POISONING WITH COTTON SEED OR COTTON SEED MEAL.

Poisons in cotton plant: on man, pig, cow, stock cattle. Symptoms in latter: Nervousness, debility, exhaustion, in-cöordination, paresis, dyspnœa, dullness, anorexia, drooping head, trembling, lachrymation, corneal ulcer, opacity, vesiculation; unilateral or bilateral; with rest and change of food recover in five days except eye lesions. Treatment: suspend cotton seed, purge, and treat eye lesions.

The cotton plant develops poisons for various genera of animals. The bark of the root is a favorite abortifacient for woman and may be used for the same purpose in the domestic animals. The seed when fed continuously to swine will destroy life with symptoms of scorbutus, and grave constitutional disorders. Cotton seed meal fed in excess to dairy cows has a bad reputation for inducing garget and mammitis. In stock cattle it has the reputation of producing diarrhœa, running from the eyes, abscess and ulceration of the cornea, staphyloma, hyperthermia (103° to 109° F.), swelled legs, congestion of the liver and spleen, and high colored urine. As described by Dr. F. C. McCurdy, of Kansas City, the southern cattle arrive in poor condition, seem nervous, weak and exhausted, move with an uncertain, staggering gait, and may fall and make convulsive but ineffectual efforts to rise. Dyspnœa, blue mucosæ, and protruded tongue are noticeable in such cases. In the slighter cases, dullness, inappetence, suspended rumination, drooping head, and trembling limbs are characteristic features, and profuse lachrymation is constant. In some eyes there is a small opaque spot around a minute ulcer containing small granules like dust or sand, and situated in the centre of the cornea on the line of approximation of the two eyelids. Larger opaque areas when present were generally confined to the corneal surface, without any areola of distended vessels, and without a vascular zone at the junction of cornea and sclera. In certain cases the whole transparent cornea stood out in the form of a vesicle, so prominently as to interfere with closure of the eyelids. The affection might attack both eyes or only one.

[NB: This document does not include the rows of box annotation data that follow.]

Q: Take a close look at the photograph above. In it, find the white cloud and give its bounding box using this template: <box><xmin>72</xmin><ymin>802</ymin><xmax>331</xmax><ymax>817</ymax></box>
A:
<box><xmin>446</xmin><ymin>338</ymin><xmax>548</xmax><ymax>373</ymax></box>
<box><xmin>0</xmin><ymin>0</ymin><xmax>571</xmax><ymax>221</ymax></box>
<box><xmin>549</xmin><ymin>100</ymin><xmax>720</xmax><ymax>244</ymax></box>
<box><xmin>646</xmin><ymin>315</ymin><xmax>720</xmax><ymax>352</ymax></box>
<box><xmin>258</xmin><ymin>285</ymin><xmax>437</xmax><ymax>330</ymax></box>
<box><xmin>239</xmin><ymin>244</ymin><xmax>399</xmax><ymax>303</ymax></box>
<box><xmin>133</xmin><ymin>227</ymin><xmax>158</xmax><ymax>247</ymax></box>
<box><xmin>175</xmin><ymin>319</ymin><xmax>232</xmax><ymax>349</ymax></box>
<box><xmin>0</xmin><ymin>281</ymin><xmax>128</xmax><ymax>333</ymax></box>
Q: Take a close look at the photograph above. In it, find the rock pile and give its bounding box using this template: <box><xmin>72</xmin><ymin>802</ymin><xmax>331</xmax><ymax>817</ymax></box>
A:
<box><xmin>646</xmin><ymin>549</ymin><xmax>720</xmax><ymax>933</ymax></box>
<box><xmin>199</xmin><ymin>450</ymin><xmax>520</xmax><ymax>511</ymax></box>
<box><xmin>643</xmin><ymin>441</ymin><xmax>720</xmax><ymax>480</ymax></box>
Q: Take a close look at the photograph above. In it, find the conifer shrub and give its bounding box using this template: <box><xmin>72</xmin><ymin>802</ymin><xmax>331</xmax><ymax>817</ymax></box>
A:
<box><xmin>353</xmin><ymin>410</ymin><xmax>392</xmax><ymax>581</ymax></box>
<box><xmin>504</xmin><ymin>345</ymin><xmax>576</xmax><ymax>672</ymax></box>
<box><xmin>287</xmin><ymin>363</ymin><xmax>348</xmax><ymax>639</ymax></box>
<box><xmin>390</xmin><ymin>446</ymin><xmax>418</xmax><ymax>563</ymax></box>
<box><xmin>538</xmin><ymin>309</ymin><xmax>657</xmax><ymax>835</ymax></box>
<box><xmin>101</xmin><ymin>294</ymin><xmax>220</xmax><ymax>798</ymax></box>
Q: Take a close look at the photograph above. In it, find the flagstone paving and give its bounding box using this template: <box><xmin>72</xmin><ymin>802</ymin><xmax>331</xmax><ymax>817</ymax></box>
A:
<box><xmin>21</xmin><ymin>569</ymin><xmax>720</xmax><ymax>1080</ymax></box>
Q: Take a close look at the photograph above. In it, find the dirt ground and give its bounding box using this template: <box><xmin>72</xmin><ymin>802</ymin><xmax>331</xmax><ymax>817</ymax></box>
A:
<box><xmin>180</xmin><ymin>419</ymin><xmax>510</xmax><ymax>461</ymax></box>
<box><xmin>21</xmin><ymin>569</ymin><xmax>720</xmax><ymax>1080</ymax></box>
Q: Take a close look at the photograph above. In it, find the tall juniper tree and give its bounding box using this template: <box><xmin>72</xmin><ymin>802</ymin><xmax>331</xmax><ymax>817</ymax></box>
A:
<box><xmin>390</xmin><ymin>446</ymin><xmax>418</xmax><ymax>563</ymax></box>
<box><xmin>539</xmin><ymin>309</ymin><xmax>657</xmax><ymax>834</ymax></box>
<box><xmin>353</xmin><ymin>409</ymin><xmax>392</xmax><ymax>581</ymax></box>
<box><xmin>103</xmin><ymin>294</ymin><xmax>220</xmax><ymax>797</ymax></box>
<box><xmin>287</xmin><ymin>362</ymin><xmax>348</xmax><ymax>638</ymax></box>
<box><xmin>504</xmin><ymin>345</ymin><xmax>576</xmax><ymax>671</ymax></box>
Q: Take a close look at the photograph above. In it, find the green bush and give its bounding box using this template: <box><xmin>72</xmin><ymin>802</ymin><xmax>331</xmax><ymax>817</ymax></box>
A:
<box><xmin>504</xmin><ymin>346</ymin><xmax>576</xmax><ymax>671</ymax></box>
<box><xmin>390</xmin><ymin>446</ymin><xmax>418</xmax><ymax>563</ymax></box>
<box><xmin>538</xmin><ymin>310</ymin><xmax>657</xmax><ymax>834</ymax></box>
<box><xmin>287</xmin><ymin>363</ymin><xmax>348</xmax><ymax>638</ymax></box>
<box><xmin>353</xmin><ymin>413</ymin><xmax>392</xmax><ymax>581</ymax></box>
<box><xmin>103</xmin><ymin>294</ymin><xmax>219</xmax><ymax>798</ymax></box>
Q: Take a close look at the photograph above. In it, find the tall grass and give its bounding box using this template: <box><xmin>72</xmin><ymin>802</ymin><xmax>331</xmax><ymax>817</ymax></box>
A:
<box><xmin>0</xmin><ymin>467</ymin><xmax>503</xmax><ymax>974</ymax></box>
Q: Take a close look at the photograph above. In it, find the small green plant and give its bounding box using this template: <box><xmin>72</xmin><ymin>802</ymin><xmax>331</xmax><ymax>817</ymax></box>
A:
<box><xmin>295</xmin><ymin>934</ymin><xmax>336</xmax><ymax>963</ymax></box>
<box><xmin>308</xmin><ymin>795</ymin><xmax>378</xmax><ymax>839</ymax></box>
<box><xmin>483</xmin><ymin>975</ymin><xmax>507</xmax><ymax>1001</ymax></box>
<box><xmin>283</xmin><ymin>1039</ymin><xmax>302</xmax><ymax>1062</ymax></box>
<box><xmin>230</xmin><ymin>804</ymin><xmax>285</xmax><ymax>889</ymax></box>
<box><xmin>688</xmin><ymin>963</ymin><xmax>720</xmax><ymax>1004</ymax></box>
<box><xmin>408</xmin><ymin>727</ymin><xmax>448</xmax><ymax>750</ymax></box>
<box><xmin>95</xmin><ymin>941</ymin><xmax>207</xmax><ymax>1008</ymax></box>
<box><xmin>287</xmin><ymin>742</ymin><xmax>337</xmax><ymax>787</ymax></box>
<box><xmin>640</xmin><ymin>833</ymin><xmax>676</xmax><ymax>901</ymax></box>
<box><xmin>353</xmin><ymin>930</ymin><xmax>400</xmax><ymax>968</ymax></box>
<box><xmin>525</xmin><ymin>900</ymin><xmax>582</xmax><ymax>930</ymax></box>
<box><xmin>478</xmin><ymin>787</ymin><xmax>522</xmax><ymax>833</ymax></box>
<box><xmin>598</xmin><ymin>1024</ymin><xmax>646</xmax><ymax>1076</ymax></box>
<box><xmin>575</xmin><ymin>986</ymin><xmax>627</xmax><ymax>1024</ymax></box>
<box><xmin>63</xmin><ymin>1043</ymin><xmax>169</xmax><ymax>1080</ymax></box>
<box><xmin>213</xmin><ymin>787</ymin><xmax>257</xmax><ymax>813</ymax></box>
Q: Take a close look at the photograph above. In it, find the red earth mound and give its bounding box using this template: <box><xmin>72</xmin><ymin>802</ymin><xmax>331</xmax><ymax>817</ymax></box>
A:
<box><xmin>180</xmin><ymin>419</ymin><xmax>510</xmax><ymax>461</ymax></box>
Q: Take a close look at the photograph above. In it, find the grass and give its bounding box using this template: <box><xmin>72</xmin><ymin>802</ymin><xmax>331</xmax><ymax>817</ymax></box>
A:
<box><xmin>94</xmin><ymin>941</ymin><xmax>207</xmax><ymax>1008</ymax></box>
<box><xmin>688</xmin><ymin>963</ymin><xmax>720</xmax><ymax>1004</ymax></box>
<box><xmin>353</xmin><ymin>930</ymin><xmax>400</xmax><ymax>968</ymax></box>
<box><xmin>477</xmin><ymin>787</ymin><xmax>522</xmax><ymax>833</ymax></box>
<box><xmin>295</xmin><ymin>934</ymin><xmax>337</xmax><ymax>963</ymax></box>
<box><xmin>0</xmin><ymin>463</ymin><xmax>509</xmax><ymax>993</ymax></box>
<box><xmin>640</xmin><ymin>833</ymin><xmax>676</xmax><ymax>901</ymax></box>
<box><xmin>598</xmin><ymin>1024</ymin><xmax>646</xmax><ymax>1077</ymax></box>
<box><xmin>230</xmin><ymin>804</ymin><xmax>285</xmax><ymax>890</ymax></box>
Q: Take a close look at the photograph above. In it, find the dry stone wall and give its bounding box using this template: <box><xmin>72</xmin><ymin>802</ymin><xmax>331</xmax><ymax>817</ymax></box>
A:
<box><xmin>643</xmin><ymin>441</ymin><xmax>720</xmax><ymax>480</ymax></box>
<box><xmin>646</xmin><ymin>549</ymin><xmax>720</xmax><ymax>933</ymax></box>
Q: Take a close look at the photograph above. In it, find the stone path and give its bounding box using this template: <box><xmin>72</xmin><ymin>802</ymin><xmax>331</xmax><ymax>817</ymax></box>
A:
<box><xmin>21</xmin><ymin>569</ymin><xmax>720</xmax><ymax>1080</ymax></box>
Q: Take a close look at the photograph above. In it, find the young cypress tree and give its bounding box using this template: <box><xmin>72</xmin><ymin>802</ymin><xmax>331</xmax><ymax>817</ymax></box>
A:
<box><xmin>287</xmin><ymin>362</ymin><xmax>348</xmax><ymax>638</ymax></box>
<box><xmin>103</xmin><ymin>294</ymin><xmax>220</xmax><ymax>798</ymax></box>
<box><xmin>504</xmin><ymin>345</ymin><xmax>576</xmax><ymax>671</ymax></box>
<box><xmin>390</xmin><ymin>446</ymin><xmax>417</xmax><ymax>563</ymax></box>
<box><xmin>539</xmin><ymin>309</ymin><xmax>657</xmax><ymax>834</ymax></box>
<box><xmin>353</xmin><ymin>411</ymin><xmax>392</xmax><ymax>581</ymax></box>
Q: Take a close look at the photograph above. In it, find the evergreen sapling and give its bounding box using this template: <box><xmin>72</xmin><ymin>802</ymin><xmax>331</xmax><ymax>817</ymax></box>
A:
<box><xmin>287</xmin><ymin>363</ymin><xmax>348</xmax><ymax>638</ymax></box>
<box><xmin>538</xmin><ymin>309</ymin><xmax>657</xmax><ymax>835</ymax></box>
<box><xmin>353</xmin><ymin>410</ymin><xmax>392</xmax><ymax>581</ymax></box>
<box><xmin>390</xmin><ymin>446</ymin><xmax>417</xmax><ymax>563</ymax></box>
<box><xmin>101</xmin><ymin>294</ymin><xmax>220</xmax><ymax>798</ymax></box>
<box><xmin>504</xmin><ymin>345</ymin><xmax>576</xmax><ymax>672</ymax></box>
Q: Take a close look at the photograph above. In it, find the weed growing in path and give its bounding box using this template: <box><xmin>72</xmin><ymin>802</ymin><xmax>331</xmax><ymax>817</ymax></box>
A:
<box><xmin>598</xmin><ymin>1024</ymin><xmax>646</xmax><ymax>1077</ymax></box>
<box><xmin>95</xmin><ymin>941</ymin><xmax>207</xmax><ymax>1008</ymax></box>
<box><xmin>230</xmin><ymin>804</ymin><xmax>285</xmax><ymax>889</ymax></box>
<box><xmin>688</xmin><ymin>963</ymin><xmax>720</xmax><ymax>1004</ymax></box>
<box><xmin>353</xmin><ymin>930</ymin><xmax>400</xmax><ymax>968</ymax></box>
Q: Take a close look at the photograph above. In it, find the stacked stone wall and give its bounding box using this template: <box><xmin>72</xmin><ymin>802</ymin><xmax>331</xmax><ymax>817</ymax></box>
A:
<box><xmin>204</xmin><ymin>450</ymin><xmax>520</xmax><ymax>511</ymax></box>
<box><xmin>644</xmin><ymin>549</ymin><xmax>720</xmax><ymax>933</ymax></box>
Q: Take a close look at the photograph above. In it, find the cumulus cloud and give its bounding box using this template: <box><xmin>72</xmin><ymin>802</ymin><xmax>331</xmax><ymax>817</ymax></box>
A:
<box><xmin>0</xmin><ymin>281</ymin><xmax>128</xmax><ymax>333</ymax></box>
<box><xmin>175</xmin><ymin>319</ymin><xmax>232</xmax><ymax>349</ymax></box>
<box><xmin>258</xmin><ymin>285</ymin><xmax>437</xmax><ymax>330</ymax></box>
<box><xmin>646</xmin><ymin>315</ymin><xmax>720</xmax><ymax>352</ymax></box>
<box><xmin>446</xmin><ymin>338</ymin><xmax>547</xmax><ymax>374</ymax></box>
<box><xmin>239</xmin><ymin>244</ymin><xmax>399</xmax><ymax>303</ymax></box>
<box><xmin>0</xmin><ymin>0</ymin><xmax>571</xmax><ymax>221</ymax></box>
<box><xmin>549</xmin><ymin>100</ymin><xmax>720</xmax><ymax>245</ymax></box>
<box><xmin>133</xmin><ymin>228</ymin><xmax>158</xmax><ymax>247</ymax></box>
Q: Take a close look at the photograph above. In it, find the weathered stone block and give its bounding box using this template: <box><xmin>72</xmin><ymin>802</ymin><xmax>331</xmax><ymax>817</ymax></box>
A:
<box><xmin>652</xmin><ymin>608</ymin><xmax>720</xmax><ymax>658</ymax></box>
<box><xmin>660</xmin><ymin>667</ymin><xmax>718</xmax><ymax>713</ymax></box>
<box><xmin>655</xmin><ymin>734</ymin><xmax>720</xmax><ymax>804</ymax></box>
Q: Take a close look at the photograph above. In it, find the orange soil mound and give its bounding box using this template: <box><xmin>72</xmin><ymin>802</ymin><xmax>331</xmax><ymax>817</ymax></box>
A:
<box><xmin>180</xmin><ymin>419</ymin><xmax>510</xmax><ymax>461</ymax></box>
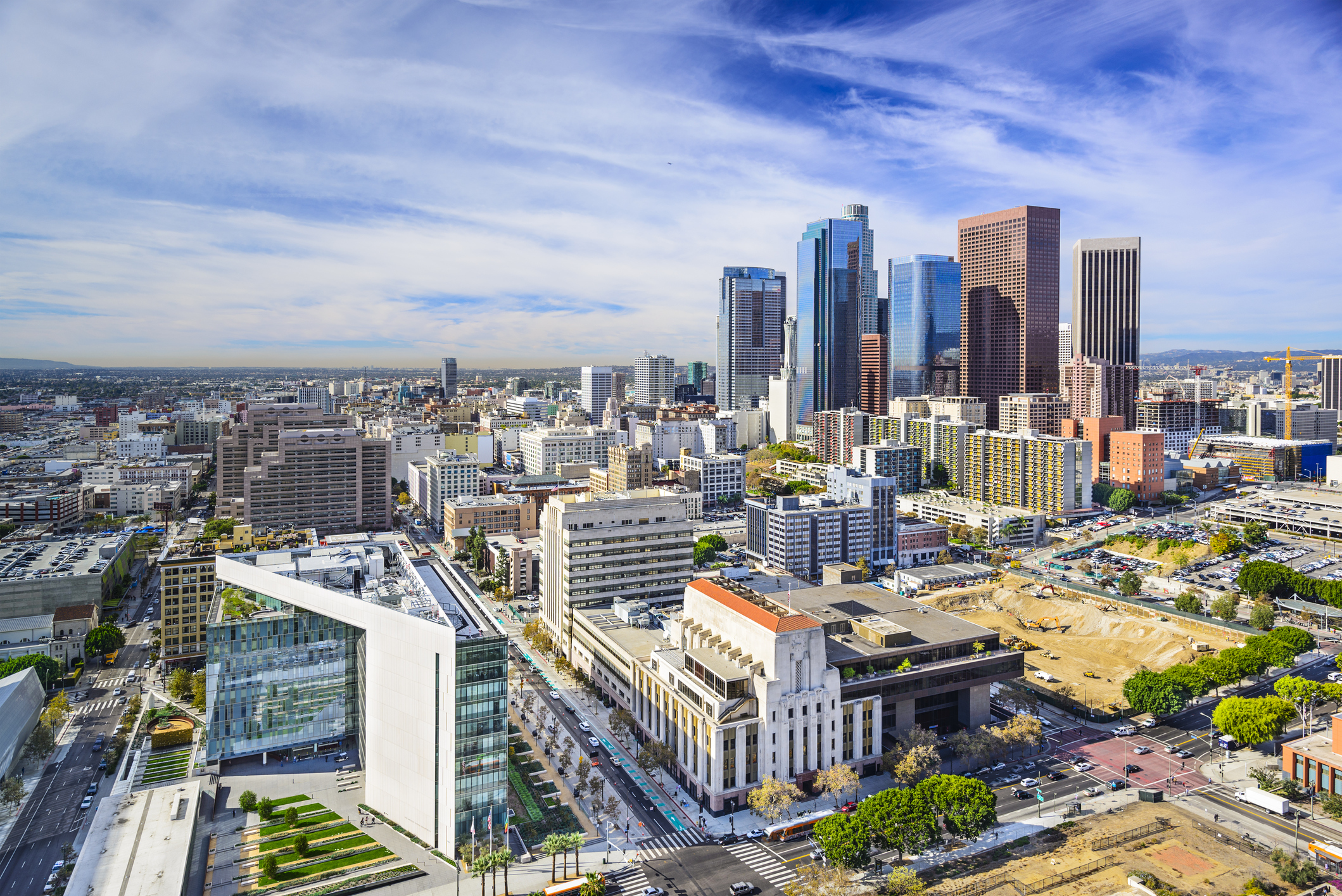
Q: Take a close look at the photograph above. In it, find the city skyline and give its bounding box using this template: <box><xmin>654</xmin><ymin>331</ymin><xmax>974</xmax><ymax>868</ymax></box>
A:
<box><xmin>0</xmin><ymin>3</ymin><xmax>1342</xmax><ymax>367</ymax></box>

An important feature is that cattle coming from the cars in this condition and left at rest for five days on hay without cotton seed recovered rumination and appetite, and the weakness and nervous excitement or depression disappeared. There remained only the lesions of the eye which progress tardily according to their extent or severity.

The southern origin of the cattle, together with the congested liver and spleen and the high colored urine would have suggested the southern cattle fever, but from the promptitude of the recovery under a change of regimen and the prominence of the lesions of the eye.

The important point in connection with this subject is the prophylaxis by avoidance of the too liberal diet of cotton seed. When the disease has actually set in, the true course is to suspend this aliment, clear the bowels of any that may remain therein, and treat the lesions of the eyes according to their respective conditions.